Most teams adopt a feature store a year too early. It's real infrastructure with real operational weight (two stores to keep in sync, a materialization pipeline, a registry), and it earns that weight under specific conditions: multiple models or teams sharing features, a genuine need for low-latency online serving, and real-time or frequently-updated features where skew actually bites. If you have one model, batch scoring, and features you compute in the same pipeline for train and predict, a feature store is overhead solving a problem you don't have yet — a shared transformation module and disciplined point-in-time SQL will do. Adopt it when feature reuse and online/offline consistency are concrete pains, not because the architecture diagram looks more mature with one in it.
What to carry away
A feature store exists to kill training/serving skew — the silent accuracy loss when features are computed one way for training and another for serving. It does so with a two-store architecture (an offline store with full history for training, an online store with the latest value per entity for low-latency serving) fed from a single feature definition, so both paths agree. Its sharpest capability is the point-in-time-correct join, which assembles training data with each feature as of the event's moment — preventing label leakage that, dangerously, only ever makes your offline metrics look better.

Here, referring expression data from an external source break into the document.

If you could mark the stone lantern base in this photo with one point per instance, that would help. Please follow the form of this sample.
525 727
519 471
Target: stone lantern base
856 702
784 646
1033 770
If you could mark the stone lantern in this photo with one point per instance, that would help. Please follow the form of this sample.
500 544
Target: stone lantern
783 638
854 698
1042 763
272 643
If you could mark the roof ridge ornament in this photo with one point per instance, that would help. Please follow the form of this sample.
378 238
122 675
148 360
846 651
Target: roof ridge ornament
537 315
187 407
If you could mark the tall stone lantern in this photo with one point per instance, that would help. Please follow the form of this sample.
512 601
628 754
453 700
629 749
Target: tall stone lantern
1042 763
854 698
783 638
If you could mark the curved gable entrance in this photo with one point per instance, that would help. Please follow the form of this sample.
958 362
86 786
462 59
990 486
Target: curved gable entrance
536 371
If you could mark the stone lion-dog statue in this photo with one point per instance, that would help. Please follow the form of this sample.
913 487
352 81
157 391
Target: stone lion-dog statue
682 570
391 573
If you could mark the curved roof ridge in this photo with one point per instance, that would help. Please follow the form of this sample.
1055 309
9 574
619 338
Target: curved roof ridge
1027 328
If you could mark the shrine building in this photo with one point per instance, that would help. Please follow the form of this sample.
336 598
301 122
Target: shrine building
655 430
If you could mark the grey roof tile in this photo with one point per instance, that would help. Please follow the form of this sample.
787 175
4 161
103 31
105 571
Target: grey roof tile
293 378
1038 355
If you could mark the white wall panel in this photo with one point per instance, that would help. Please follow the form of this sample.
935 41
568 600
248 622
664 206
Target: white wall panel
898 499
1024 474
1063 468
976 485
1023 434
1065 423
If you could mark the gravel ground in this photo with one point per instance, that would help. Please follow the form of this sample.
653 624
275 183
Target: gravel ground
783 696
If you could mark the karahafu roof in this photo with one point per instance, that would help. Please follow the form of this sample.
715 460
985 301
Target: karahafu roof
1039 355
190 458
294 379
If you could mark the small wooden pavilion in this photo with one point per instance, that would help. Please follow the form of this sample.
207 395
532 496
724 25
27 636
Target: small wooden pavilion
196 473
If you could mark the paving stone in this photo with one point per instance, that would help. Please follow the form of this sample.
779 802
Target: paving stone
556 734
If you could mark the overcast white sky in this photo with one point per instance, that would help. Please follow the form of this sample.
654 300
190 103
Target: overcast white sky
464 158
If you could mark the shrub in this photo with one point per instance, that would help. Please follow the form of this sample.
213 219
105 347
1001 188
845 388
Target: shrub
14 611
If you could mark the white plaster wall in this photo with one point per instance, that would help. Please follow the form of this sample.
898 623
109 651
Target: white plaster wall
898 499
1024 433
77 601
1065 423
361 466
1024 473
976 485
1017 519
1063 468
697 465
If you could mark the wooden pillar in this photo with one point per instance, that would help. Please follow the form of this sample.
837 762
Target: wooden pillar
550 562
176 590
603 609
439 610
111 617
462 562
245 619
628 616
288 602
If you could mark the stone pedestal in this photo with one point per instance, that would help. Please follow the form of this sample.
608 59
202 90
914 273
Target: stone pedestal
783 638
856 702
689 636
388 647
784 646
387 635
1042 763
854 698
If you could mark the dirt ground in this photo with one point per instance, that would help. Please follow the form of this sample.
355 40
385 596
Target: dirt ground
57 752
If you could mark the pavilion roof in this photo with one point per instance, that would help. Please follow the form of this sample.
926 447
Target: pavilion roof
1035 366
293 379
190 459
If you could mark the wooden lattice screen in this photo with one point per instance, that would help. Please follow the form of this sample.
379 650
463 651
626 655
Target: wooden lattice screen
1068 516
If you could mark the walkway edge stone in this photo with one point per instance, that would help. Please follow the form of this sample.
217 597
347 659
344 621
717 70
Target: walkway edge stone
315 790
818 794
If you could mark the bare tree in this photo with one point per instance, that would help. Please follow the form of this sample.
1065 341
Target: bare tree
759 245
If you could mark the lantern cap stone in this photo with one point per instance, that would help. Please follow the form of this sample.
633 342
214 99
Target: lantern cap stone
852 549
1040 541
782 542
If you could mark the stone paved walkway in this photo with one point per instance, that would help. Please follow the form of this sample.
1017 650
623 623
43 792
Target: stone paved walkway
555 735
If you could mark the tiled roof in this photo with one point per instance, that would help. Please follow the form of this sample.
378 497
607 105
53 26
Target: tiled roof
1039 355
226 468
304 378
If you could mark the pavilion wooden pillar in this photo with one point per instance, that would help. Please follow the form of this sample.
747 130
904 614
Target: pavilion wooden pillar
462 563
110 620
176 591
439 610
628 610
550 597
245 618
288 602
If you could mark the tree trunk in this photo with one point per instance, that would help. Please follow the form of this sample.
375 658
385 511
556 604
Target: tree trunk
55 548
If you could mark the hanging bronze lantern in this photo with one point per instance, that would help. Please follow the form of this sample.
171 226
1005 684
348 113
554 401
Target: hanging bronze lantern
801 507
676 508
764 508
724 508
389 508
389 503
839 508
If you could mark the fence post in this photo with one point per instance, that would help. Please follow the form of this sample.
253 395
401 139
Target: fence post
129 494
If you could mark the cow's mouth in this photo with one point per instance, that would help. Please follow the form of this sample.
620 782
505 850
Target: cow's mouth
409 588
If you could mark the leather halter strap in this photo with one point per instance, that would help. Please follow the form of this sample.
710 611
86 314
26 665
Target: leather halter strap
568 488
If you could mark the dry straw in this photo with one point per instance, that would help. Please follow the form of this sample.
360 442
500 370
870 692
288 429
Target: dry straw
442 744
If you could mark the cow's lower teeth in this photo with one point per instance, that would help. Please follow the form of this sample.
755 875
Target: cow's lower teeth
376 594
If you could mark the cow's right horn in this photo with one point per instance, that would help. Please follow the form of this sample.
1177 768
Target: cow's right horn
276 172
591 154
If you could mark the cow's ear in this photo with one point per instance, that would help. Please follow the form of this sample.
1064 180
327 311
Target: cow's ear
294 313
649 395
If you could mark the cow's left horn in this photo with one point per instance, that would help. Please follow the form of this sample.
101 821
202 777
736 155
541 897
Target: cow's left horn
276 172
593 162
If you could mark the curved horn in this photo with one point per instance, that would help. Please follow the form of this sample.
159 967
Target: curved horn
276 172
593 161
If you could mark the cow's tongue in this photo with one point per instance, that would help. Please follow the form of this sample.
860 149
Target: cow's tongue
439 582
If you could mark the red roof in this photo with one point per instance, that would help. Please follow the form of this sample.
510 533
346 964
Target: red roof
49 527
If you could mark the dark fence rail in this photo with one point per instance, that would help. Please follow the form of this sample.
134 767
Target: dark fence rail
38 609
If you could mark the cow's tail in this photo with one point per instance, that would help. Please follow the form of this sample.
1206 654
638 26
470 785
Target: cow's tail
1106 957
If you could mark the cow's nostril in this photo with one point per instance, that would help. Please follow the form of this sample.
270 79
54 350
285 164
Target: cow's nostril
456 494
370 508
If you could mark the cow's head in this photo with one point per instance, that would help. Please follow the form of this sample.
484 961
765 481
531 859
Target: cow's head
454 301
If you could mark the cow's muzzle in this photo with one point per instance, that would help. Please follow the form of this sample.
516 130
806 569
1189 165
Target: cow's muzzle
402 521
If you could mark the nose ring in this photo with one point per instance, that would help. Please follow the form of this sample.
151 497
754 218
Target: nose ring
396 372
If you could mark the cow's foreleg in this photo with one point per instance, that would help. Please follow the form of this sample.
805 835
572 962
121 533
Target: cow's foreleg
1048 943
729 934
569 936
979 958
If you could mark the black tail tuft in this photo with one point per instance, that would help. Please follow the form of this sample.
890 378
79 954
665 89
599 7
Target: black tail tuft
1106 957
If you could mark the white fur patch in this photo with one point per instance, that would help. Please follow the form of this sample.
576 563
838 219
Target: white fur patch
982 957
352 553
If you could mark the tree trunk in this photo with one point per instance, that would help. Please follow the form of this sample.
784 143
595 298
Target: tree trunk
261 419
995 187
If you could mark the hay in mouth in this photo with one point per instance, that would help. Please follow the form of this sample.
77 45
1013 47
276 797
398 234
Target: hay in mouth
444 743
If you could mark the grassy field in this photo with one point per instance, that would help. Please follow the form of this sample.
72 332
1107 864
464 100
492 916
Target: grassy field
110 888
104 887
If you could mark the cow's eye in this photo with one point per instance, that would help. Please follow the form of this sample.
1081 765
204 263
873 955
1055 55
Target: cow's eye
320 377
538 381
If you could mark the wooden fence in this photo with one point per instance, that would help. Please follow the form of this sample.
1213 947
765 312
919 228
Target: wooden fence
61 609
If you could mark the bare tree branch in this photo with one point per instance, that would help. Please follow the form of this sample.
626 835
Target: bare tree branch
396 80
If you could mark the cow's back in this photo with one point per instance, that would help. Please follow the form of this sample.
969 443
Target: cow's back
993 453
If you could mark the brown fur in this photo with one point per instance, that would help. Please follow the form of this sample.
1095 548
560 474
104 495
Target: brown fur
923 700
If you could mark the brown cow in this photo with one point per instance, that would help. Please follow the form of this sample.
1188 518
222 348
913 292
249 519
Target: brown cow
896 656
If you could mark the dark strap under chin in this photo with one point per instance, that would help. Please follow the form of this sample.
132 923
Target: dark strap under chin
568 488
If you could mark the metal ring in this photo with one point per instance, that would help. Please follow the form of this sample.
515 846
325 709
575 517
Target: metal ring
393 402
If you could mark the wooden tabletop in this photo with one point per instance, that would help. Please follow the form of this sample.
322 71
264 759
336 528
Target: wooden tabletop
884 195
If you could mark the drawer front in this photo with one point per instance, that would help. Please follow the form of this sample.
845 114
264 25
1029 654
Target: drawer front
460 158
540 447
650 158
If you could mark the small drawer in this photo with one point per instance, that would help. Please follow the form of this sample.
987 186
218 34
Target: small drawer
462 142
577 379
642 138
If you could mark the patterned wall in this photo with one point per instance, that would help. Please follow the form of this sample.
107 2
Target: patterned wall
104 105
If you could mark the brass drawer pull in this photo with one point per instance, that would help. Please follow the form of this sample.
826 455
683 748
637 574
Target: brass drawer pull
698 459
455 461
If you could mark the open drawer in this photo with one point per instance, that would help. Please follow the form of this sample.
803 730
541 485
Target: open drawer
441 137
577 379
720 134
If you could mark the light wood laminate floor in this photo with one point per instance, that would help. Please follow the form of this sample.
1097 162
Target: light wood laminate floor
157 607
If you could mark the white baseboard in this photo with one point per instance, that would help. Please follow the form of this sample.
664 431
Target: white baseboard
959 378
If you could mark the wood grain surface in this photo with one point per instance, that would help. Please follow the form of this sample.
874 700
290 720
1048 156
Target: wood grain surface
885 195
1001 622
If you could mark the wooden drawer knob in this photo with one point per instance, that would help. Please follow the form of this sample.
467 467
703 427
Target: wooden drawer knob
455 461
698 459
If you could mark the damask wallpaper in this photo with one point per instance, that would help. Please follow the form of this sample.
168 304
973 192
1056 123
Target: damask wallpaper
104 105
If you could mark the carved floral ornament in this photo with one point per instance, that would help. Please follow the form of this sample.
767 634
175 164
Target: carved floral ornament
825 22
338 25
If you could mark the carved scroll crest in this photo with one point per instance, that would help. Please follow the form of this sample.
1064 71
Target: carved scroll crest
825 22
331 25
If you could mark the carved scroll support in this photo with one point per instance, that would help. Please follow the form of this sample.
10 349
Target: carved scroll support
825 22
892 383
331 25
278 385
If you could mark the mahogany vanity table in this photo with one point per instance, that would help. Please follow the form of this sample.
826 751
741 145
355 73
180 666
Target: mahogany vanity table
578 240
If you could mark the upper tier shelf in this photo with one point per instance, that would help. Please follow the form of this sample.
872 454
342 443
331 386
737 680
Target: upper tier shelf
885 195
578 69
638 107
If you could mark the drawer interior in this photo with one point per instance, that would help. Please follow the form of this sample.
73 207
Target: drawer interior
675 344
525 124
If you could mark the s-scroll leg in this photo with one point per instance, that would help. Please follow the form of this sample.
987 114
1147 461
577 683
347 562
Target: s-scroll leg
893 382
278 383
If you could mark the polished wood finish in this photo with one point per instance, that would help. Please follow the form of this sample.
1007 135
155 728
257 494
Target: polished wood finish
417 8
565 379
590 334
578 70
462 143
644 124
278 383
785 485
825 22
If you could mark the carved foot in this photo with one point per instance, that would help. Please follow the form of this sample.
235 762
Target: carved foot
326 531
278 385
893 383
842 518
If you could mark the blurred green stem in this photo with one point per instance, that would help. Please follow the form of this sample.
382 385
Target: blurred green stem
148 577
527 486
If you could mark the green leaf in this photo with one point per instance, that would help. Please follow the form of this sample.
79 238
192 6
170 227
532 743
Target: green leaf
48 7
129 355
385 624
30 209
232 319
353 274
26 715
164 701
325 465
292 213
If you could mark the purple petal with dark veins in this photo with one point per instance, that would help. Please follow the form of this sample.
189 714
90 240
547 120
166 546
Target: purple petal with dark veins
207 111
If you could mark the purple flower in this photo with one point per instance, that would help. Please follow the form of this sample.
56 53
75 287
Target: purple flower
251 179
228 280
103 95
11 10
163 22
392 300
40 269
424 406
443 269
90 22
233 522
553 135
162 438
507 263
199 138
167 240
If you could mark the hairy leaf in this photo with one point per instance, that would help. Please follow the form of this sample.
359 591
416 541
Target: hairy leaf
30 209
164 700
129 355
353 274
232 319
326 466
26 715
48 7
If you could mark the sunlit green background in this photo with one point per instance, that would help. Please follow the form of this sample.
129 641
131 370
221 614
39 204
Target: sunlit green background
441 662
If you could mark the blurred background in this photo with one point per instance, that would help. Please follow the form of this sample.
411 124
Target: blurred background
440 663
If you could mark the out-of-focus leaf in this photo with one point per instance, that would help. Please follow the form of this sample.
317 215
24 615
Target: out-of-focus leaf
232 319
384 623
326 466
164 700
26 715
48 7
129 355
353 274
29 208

Feast gives you the storage/registry/retrieval layer over your own infrastructure; Tecton additionally manages the feature computation as a platform. Either way, adopt one when you actually have feature reuse across models and a real online-serving need — not before, because it's genuine infrastructure with genuine upkeep. It slots alongside the rest of the MLOps stack: MLflow for the models that consume these features, and the observability layer that catches skew when it slips through anyway.